Die Niederschwelligkeit jeglicher digitaler Anwendung macht sie für wörtlich jeden Menschen zugänglich und einsetzbar. Wenn dieser „Jedermann“ nicht über gut ausgeformte kritische Kompetenzen aufgrund eines entsprechenden Bildungsangebots verfügt, überwiegen schnell die Nachteile die Vorteile.

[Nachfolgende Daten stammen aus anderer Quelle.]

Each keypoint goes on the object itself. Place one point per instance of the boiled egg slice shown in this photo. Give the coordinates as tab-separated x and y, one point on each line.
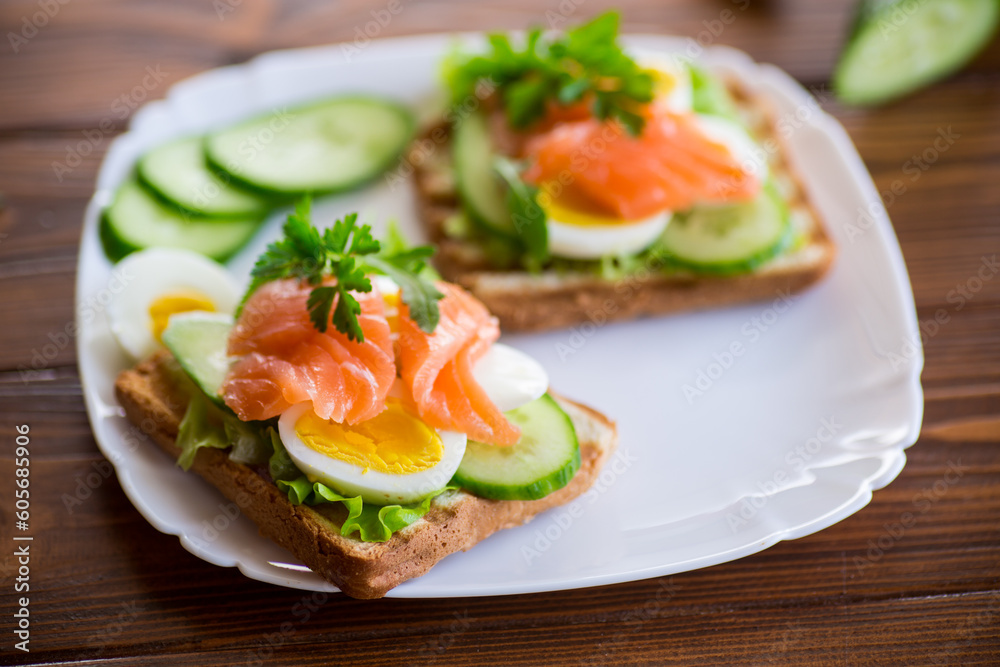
672	87
579	234
392	458
748	153
158	283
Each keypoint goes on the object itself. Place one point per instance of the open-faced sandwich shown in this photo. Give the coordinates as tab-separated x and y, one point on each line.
571	181
356	408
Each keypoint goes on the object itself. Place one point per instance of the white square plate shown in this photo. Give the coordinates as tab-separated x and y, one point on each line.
721	454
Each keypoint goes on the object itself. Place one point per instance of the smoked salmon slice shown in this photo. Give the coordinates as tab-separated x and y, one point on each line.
438	367
285	360
671	165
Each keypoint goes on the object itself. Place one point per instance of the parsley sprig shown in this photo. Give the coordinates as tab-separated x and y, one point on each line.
585	63
312	256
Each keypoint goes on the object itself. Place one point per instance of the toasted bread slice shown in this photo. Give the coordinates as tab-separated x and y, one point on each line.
155	400
536	301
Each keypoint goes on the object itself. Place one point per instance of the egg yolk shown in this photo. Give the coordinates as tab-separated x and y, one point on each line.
175	302
396	442
572	209
391	300
664	83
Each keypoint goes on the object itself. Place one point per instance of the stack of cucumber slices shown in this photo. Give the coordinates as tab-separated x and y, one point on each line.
210	193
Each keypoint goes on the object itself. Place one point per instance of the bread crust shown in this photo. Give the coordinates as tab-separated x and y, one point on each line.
535	302
155	400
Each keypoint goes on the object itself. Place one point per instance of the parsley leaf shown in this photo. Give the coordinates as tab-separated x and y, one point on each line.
527	216
584	64
311	256
407	268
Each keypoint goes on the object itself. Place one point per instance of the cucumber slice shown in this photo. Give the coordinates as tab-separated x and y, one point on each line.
478	186
730	239
543	461
330	146
136	219
198	341
177	171
897	46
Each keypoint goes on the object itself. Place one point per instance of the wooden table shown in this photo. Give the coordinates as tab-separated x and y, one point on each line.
107	587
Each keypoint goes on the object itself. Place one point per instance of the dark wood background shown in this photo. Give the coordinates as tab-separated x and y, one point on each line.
107	587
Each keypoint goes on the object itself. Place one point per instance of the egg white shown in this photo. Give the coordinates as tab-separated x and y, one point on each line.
373	486
508	376
153	273
747	152
594	241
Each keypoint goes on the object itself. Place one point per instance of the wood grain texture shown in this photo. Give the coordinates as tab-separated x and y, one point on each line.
107	588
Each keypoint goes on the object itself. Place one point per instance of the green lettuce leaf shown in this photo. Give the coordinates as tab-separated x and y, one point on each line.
280	465
201	427
373	523
250	445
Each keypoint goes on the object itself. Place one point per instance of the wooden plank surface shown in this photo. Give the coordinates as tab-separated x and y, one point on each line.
107	588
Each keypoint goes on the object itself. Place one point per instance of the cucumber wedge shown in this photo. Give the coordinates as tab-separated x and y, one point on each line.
329	146
177	171
729	239
897	46
543	461
198	341
137	219
481	191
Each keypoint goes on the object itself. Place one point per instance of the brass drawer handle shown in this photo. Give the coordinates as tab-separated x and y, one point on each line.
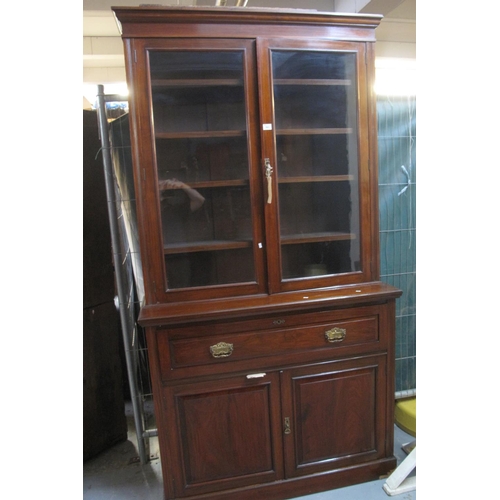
221	350
335	334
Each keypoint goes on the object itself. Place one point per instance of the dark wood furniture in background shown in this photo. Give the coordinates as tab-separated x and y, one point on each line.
104	420
270	336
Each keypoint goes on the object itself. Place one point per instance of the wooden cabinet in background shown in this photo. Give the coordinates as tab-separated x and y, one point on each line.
270	336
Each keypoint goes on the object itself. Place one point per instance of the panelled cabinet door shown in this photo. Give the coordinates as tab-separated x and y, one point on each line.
196	103
335	414
315	137
226	433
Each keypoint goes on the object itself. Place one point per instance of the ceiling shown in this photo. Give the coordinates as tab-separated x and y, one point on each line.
103	59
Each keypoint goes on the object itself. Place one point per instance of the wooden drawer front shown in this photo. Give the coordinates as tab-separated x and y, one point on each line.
228	348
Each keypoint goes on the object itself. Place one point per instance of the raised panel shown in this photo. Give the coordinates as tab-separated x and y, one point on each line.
226	432
336	411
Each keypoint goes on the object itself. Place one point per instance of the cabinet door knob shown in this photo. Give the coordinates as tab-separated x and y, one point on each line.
335	334
287	429
221	350
269	173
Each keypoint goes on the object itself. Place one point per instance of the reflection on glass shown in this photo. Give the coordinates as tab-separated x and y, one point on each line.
202	165
316	146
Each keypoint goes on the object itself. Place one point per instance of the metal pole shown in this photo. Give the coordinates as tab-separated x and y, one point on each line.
120	282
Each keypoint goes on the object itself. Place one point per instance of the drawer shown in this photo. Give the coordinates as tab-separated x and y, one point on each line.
281	344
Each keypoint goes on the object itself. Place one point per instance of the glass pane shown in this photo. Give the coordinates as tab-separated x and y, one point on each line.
203	167
317	162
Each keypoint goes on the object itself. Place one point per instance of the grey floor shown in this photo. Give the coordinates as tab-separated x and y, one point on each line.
116	474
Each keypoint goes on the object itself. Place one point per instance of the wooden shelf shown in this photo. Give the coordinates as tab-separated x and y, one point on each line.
308	81
201	82
294	239
314	131
201	134
316	178
207	184
206	246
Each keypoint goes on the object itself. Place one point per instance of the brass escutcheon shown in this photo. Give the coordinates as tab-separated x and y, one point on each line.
335	334
221	350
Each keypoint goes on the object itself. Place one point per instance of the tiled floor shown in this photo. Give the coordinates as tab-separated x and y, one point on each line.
116	474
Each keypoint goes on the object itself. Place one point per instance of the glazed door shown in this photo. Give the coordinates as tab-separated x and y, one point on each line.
199	163
334	415
315	161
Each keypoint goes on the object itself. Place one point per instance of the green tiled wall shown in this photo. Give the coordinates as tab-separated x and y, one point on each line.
397	145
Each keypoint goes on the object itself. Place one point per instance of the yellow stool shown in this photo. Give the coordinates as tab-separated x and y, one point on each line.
400	480
405	415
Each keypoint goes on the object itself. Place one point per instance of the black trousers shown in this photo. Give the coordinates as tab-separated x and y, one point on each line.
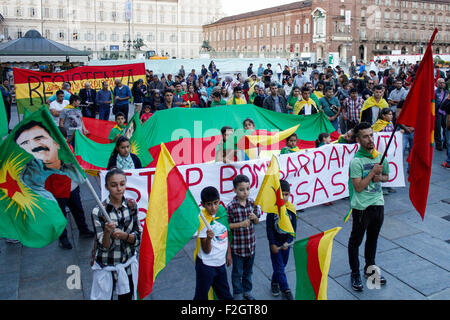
127	296
206	277
370	220
76	208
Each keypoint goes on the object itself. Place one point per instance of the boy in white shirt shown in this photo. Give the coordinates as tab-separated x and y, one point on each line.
57	106
213	249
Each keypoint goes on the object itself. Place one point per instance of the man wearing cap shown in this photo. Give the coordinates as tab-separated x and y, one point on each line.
238	98
274	101
267	75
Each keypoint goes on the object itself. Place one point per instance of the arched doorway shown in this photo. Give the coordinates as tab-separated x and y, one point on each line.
342	53
362	53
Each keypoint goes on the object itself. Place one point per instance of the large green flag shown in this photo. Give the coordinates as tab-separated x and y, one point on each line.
33	151
3	120
192	134
94	155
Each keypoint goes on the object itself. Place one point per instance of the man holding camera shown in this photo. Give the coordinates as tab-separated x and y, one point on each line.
331	106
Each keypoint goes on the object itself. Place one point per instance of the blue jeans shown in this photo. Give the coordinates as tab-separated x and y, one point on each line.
448	146
241	275
207	276
279	262
407	141
335	123
104	113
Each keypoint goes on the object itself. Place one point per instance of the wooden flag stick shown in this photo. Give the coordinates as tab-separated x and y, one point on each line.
204	220
99	203
389	143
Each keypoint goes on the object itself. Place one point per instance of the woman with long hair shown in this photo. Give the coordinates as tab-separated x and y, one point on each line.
115	262
122	158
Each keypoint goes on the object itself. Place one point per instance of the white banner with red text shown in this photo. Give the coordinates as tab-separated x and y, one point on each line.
316	176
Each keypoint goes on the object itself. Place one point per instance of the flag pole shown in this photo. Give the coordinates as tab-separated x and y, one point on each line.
99	203
389	143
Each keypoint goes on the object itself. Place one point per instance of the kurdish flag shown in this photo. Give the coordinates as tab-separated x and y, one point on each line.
33	151
3	119
33	88
250	140
192	134
172	219
270	197
419	112
312	261
93	155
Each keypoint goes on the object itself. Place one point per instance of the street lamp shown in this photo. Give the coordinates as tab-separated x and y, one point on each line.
127	44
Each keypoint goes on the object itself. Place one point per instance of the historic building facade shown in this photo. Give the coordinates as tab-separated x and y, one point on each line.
353	29
166	26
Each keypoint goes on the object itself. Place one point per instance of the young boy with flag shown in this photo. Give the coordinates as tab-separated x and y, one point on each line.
213	249
279	245
366	201
243	214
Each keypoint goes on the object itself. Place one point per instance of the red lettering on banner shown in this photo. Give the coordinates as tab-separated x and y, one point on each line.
223	179
209	151
396	171
138	193
322	187
188	175
283	176
334	151
290	167
337	184
142	221
256	167
253	180
344	148
302	194
181	152
149	175
314	161
303	165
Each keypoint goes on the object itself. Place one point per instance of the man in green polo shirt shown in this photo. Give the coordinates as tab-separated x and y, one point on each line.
331	106
116	131
217	99
367	203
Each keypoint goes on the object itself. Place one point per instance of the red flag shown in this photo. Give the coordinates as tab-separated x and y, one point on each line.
418	112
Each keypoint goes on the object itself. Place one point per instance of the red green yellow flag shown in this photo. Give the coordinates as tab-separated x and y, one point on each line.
312	261
3	119
419	112
172	220
33	151
270	197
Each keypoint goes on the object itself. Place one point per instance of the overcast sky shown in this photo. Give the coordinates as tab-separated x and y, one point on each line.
231	7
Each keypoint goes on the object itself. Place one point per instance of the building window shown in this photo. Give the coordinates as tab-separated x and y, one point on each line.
306	27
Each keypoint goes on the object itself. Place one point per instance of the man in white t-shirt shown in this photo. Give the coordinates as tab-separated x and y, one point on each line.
58	105
213	250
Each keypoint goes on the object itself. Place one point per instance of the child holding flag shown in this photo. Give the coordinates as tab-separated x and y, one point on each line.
279	245
213	249
242	215
291	144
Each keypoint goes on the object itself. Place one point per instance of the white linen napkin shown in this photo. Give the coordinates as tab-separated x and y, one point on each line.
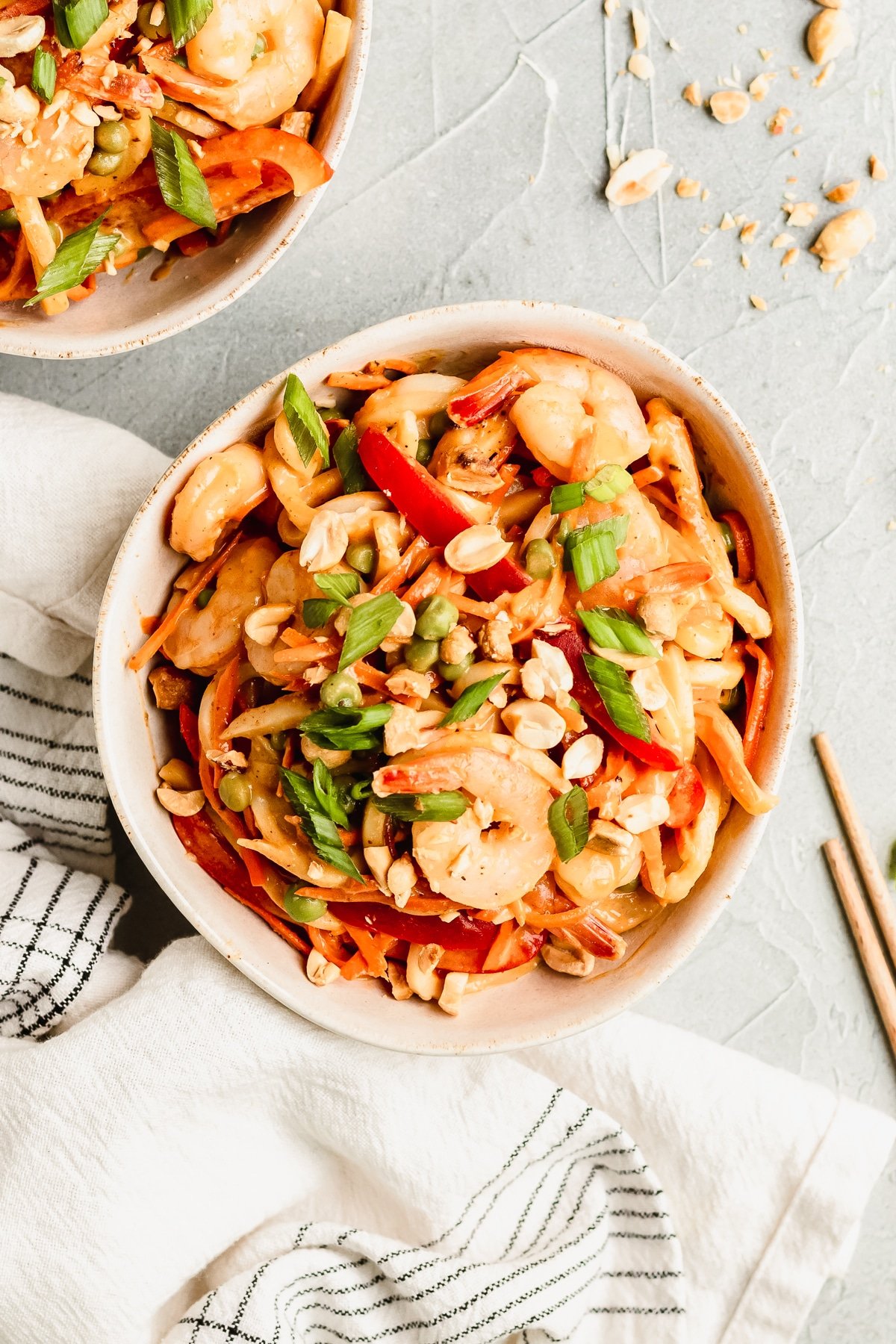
184	1160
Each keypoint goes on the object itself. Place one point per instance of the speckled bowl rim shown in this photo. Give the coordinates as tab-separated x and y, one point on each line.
532	315
34	342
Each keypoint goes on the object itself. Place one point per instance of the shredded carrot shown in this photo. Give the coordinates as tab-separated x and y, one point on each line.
370	676
418	554
168	623
647	476
428	584
759	700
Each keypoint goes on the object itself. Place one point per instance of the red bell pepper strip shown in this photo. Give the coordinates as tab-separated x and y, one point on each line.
430	511
687	797
656	753
759	700
190	730
457	934
743	546
474	403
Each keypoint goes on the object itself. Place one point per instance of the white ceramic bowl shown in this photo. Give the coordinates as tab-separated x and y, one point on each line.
134	309
134	735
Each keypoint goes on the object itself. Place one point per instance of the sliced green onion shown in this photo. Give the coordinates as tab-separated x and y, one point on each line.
43	74
349	465
304	420
180	181
612	628
368	626
317	826
568	823
615	687
329	794
186	18
75	22
339	586
472	699
77	257
347	729
317	612
423	806
605	485
590	551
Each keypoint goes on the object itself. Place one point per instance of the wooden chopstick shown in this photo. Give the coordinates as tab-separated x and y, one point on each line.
865	862
867	942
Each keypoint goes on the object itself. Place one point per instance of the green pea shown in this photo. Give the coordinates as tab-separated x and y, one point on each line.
452	671
340	691
541	559
731	699
435	617
440	423
235	792
361	557
112	136
152	30
102	164
302	909
421	655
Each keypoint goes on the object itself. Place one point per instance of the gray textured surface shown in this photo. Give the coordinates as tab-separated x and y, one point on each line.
476	171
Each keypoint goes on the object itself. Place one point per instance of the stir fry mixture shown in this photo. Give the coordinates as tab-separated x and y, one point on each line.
465	680
125	128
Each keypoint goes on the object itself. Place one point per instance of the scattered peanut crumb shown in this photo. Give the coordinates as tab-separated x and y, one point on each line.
758	87
641	66
801	214
824	75
780	120
640	28
844	193
729	105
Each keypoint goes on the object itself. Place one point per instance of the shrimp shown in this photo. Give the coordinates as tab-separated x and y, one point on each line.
220	491
403	409
609	860
42	155
465	860
578	416
207	638
227	80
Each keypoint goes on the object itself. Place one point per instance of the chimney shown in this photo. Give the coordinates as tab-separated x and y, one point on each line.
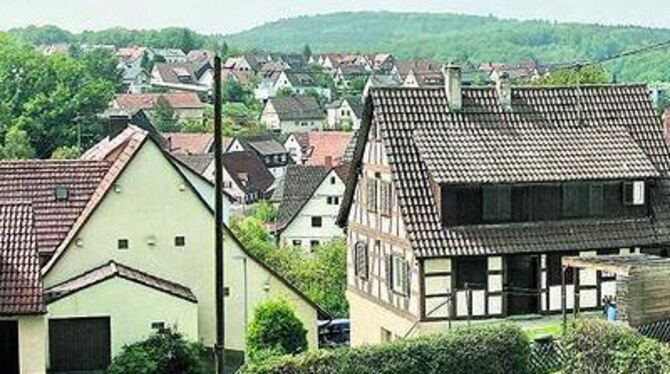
452	83
504	90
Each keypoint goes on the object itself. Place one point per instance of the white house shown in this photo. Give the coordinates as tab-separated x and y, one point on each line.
309	200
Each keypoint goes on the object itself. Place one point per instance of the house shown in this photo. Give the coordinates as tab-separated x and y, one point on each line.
309	199
419	73
461	201
272	153
245	177
196	77
186	105
292	114
168	55
381	80
22	306
345	113
119	263
320	148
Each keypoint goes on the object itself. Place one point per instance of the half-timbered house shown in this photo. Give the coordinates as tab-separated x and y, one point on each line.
461	201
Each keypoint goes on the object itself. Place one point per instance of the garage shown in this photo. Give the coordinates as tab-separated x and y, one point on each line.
9	347
79	345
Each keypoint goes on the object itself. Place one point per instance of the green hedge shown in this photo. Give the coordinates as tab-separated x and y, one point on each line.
596	346
483	349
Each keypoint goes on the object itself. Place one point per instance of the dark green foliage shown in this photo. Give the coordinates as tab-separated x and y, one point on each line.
595	346
274	331
485	349
165	352
45	96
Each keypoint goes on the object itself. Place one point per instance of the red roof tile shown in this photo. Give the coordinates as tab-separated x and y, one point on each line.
178	100
327	144
21	289
36	182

Menschen werden zu NutzerInnen oder AnwenderInnen reduziert, ihre Psyche wird manipuliert, Digitalsucht kann sich entwickeln, die gesellschaftlichen Folgekosten sind hoch. Digitalität setzt im Grunde ein in der Selbstfürsorge autonomes Individuum voraus, das es nicht gibt.

Im Jahr 2026 dürfen wir uns daher nichts vormachen: Unsere Lebenswelt und Kultur hat sich unter der Einwirkung einer umfassenden Digitalität bereits grundlegend geändert, dieser Prozess schreitet schnell voran. Momentan mag es noch nicht zu spät sein, Digitalen Humanismus als Orientierungsmarke der allgemeinen Bildung zu implementieren. Wer im Zuge des Bildungsangebots vom Kindergarten bis zum lebenslangen Lernen Digitalen Humanismus gelernt hat, wird zum Wohltäter seiner/ihrer selbst und der Gesellschaft werden (können). Das war ja auch früher die Erwartung an die humanistisch Gebildeten gewesen, eine oft enttäuschte Erwartung. Digitaler Humanismus als Orientierungsmarke der Bildung allein wird es nicht richten, aber ohne diesen Paradigmenwechsel wird es erst recht nicht gehen.